I add this line to rc.local to launch Zynaddsubfx automatically on boot and connect MIDI.

su pi -c '/home/pi/zynlaunch.sh >> /tmp/zynaddsubfx.log 2>&1 &'

Unfortunately, Node won’t launch the web app from rc.local, so I add some conditionals to /home/pi/.profile to launch the app after the boot sequence.

if pgrep zynaddsubfx
then
echo Zynaddsubfx is singing
fi

if pgrep node
then
echo Zyn app is up
else
node /home/pi/ZynAddSubFX-WebApp/index.js
fi

Making music

This ended up being a pad and drone instrument in my tool chest.

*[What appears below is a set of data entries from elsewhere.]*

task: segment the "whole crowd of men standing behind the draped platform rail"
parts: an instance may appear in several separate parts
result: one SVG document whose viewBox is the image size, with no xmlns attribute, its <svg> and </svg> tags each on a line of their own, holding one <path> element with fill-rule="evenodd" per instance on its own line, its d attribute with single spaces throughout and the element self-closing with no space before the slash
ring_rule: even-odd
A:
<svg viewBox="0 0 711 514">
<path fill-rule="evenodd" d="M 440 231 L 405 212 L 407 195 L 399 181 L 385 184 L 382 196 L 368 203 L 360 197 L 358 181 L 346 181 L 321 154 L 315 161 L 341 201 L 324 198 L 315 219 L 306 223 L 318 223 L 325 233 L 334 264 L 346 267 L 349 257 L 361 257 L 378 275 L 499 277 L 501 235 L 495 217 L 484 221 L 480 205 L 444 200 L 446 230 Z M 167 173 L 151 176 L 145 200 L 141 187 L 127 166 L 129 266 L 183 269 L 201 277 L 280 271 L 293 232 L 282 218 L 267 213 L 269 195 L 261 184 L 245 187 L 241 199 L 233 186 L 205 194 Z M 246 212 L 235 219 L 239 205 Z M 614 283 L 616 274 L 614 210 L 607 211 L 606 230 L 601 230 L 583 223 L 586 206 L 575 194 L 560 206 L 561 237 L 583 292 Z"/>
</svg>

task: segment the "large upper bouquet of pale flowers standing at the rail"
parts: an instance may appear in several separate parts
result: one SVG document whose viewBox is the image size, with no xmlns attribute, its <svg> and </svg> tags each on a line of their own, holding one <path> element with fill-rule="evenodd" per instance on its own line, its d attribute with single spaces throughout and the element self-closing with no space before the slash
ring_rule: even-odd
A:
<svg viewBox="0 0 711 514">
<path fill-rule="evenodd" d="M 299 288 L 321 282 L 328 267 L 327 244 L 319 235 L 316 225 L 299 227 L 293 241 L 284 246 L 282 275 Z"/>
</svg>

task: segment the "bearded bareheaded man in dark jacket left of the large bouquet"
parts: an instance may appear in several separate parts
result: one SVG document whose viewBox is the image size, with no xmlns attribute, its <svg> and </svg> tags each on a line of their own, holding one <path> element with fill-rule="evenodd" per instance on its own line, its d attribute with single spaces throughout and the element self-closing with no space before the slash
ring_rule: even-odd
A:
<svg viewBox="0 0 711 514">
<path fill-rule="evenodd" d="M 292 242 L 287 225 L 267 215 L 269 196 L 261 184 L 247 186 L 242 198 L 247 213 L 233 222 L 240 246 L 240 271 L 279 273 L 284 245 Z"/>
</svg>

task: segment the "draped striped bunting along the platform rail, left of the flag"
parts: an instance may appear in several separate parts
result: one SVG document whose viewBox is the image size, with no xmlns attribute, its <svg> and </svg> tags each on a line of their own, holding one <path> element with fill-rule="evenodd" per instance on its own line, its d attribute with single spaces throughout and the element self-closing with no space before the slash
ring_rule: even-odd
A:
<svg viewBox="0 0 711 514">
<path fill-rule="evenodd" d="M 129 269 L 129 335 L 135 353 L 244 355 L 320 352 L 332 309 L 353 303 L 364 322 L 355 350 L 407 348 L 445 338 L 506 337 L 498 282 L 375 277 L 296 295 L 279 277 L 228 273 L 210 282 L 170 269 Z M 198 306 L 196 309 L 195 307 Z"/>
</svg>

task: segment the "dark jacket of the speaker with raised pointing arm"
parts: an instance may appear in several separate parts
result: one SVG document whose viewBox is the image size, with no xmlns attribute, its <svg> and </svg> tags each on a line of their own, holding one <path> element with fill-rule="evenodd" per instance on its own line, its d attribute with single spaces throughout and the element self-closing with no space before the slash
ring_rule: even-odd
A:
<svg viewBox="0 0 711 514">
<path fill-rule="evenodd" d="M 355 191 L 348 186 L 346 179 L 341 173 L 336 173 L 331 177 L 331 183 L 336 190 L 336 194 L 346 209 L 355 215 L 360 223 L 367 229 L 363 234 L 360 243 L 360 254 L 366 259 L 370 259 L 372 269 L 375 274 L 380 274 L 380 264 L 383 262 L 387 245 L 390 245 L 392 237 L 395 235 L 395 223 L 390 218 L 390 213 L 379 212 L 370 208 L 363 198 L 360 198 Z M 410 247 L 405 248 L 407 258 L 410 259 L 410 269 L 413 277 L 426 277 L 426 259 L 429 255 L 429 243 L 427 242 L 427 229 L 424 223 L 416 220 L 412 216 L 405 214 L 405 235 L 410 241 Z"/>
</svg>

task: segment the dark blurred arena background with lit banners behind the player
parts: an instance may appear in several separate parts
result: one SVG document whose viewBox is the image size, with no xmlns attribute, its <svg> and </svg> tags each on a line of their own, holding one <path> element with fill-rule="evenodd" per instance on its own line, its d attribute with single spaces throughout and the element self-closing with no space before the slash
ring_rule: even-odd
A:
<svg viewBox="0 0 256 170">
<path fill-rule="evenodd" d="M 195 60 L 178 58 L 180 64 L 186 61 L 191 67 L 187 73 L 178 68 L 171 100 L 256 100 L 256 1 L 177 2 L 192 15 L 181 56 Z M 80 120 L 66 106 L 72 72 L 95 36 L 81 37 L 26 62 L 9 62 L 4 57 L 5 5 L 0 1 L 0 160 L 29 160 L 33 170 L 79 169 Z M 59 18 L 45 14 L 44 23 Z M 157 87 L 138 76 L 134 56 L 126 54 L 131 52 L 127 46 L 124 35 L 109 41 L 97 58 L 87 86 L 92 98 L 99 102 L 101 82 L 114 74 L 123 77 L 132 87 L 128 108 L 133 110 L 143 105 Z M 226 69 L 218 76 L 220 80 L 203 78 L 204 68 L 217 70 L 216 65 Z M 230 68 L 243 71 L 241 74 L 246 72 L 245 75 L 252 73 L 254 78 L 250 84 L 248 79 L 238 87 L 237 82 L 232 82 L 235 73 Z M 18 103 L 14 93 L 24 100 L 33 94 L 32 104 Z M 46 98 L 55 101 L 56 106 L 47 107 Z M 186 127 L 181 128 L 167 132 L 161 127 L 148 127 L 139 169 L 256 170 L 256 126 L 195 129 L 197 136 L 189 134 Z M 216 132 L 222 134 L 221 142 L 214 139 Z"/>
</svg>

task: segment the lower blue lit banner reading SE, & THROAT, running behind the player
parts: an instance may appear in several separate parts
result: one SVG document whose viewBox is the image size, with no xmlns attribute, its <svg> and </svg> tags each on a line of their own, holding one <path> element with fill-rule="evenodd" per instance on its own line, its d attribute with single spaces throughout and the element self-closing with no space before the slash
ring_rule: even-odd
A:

ZynAddSubFX is really an amazing piece of software and can do much more than I’m setting up here. The sounds are complex and sonically rich. The GUI version lets you change or create instruments with a deep and precise set of graphic panels.

For my purposes, though, I want something to play live with that has very low resource needs. This little box does just that.